Watson v. United States

PER CURIAM:

In substance, the Government presented testimony at trial that on August 16, 1968, about 11:05 P. M., two police officers in a scout car on a parking lot in the 1300 block of Savannah Street, S. E. saw an automobile start to enter the lot, back out at a high rate of speed and pull to the curb in front of 1357 Savannah Street. Because of prior information received, the officers immediately pulled out of the lot and parked behind the car. Both officers testified that they saw appellant, the operator of the car and the only occupant of the front seat, slide across the seat, pull a dark object from either his trousers or his coat, open the door on the passenger side and drop the object to the ground. Upon investigation, by shining a flashlight on the ground, they saw a .22 caliber sawed-off rifle lying in the street slightly under the edge of the car. Defense testimony tended to contradict this evidence, particularly with respect to the number of persons and the seating arrangement in the car.

Appellant was arrested for and subsequently convicted of carrying a dangerous weapon in violation of D.C.Code 1967, § 22-3204. On appeal he contends there was insufficient evidence to establish guilt and that the court erroneously ruled that the Government could impeach him by use of his prior record.

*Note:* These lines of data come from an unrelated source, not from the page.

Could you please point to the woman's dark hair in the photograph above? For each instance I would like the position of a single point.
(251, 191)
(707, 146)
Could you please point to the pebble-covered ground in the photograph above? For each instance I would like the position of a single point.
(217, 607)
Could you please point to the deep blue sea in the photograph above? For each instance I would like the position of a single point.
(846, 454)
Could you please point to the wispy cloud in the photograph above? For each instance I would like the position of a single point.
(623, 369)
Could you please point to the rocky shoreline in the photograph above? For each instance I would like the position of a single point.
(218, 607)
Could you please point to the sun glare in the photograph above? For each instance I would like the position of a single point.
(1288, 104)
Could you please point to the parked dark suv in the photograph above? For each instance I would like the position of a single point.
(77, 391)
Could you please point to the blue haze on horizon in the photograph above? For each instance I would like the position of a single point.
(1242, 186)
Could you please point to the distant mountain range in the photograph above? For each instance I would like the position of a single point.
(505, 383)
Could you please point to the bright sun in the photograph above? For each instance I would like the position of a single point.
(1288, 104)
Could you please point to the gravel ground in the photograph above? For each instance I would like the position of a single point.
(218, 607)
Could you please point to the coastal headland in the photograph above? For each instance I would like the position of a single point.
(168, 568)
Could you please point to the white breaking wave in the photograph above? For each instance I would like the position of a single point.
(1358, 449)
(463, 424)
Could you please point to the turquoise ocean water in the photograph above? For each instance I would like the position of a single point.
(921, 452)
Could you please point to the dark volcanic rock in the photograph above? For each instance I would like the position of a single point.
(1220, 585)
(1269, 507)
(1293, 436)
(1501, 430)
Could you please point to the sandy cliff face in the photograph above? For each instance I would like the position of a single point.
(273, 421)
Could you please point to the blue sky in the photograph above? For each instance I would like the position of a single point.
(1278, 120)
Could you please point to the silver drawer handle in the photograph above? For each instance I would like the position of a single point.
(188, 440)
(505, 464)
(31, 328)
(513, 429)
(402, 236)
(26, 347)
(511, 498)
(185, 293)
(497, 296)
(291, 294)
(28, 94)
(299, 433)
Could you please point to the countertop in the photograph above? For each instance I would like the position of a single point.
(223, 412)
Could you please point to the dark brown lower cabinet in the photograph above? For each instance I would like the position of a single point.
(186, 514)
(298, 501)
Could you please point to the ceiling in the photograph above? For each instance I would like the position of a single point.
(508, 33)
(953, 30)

As to appellant’s first contention on appeal, we think it clear that the evidence posed a question of guilt or innocence for determination by a jury.1 And inasmuch as the verdict has substantial support in the evidence, it will be sustained.2

As to the Luck 3 issue, it is doubtful that the court ever ruled that the Government could use a 1967 petit larceny conviction to impeach appellant if he took the witness stand. It appears that a ruling might have been reserved when the question was broached at a bench conference early in the trial, yet the matter was not mentioned again. In any event, while appellant did not take the stand, he presented six witnesses in defense whose version of the events could not have materially differed from any evidence he would have given had he chosen to testify. No special need was shown for appellant’s testimony,4 which would have been cumulative to that of the witnesses who claimed to have been with him in the car or in the immediate vicinity of the car, nor did appellant demonstrate that he was in any way prejudiced in his defense. Accordingly, the conviction is

Affirmed.

. Curley v. United States, 81 U.S.App. D.C. 389, 160 F.2d 229, cert. denied, 331 U.S. 837, 67 S.Ct. 1511, 91 L.Ed. 1850 (1947).

. Crawford v. United States, 126 U.S.App.D.C. 156, 375 F.2d 332 (1967).

. Luck v. United States, 121 U.S.App.D.C. 151, 348 F.2d 763 (1965).

. Evans v. United States, 130 U.S.App.D.C. 114, 397 F.2d 675 (1968), cert. denied, 394 U.S. 907, 89 S.Ct. 1016, 22 L.Ed.2d 218 (1969).